Some preliminary digging around suggests that the ip address is marshalled and unmarshalled, and along the way the quotes surrounding the address are lost. Later processing assumes the value is a yaml array.

Describe alternatives you've considered

Affected product area (please put an X in all that apply)

• [ ] APIs
• [ ] Addons
• [x] CLI
• [ ] Docs
• [x] Installation
• [x] Plugin
• [ ] Security
• [ ] Test and Release
• [x] User Experience

Additional context

[vuil]

@mcwumbly Quick glance looks like the square-brackets is tripping up yaml interpretation (like there is a list assigned instead of a string). Is this something we need to support?

[mcwumbly]

@vuil It may not be the highest priority, but it'd be valuable in the following scenarios:

1. user doesn't otherwise need to configure DNS for their vsphere server
2. avoids requiring bootstrap docker daemon configuration for DNS server: https://github.com/vmware-tanzu/tanzu-framework/issues/106

We tried working around this by using the form https://[$ipv6addr]:443, but that runs into some other issue later with cert-manager.

[christianang]

We continued some digging into the issues when setting the VSPHERE_SERVER to an ipv6 address (e.g [fd01:0:106:8:0:a:0:13ee]). The issues we encountered so far are:

1. When the tanzu cli tries to get the vcenter thumbprint it attempts to split the host on colon, which fails on ipv6 addresses: https://github.com/vmware-tanzu/tanzu-framework/blob/main/pkg/v1/tkg/vc/helpers.go#L139. This should probably be changed to use the native Go net.SplitHostPort.

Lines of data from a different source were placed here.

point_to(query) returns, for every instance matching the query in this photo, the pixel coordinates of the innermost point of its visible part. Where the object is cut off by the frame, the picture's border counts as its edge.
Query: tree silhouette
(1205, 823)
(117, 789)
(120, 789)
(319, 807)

2. If the yaml processing error Tyler mentioned is worked around, the next component to fail is the vsphere-cloud-controller-manager on the management cluster with the following error:

   E0831 17:01:13.552164       1 connection.go:177] Failed to create new client. err: Post "https://[[fd01:0:106:8:0:a:0:13ee]]:443/sdk": dial tcp: address [[fd01:0:106:8:0:a:0:13ee]]:443: missing port in address

   We can see that the vsphere-cloud-controller-manager does not expect brackets around the IPv6 address supplied to it.

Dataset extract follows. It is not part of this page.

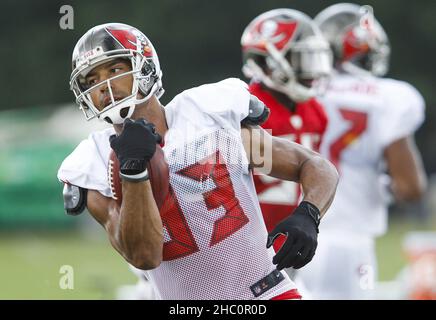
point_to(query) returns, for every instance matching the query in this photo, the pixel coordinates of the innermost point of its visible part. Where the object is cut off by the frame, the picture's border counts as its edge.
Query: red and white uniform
(213, 228)
(306, 126)
(366, 114)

3. Additionally, we also see the capi-controller-manager on the bootstrap cluster fail to reconcile with this error:

   E0831 17:02:48.207025       1 controller.go:257] controller-runtime/controller "msg"="Reconciler error" "error"="failed to create object /v1, Kind=Secret kube-system/cloud-provider-vsphere-credentials: Secret \"cloud-provider-vsphere-credentials\" is invalid: [data[[fd01:0:106:8:0:a:0:13ee].password]: Invalid value: \"[fd01:0:106:8:0:a:0:13ee].password\": a valid config key must consist of alphanumeric characters, '-', '_' or '.' (e.g. 'key.name',  or 'KEY_NAME',  or 'key-name', regex used for validation is '[-._a-zA-Z0-9]+'), data[[fd01:0:106:8:0:a:0:13ee].username]: Invalid value: \"[fd01:0:106:8:0:a:0:13ee].username\": a valid config key must consist of alphanumeric characters, '-', '_' or '.' (e.g. 'key.name',  or 'KEY_NAME',  or 'key-name', regex used for validation is '[-._a-zA-Z0-9]+')]" "controller"="clusterresourceset" "name"="tkg-mgmt-vsphere-20210831094656-vsphere-cpi" "namespace"="tkg-system"

   We can see that the IPv6 address is being used as some sort of key in a hashmap and the regex is rejecting it as a key because it contains both square brackets and colons.

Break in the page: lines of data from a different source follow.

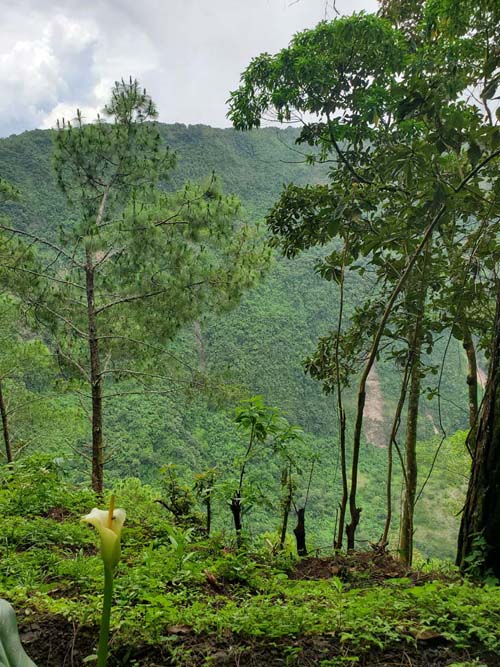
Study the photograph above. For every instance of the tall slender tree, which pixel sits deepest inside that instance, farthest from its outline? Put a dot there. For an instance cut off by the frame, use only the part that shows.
(134, 262)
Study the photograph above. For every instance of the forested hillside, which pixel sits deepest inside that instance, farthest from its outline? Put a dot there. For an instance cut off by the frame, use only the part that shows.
(257, 348)
(268, 359)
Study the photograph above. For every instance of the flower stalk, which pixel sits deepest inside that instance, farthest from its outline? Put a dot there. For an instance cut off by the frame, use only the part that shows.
(109, 524)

We stopped our spike here, so there may be more issues to fix after these.

[mcwumbly]

As @christianang mentioned, we've decided to put this aside for now. Capturing a few more thoughts for whomever takes a look at this next (perhaps us in the future, but perhaps someone else will be more motivated and get to it first)!

1. It appears the the following forms are currently supported: ${hostname} or ${ipv4addr}
2. It appears that some code may expect the following to work with either ${scheme}:// or :${port} included, but none of them do: ${hostname}:${port} ${scheme}://${hostname}:${port}, ${ipv4addr}:${port}, ${scheme}://${ipv4addr}:${port} - it may be worth adding support for these or adding validation to make the lack of support more explicit
3. If we decide not to support scheme and/or port, perhaps we don't care about [] around the ipv6 addr.
4. It may be possible to work around the issue in vccm by ommitting or stripping the brackets.
5. It may be possible to work around the issue in capi by hashing or otherwise encoding the value we use as a key to only use expected characters. Not sure if that'd be the way to go, but worth considering.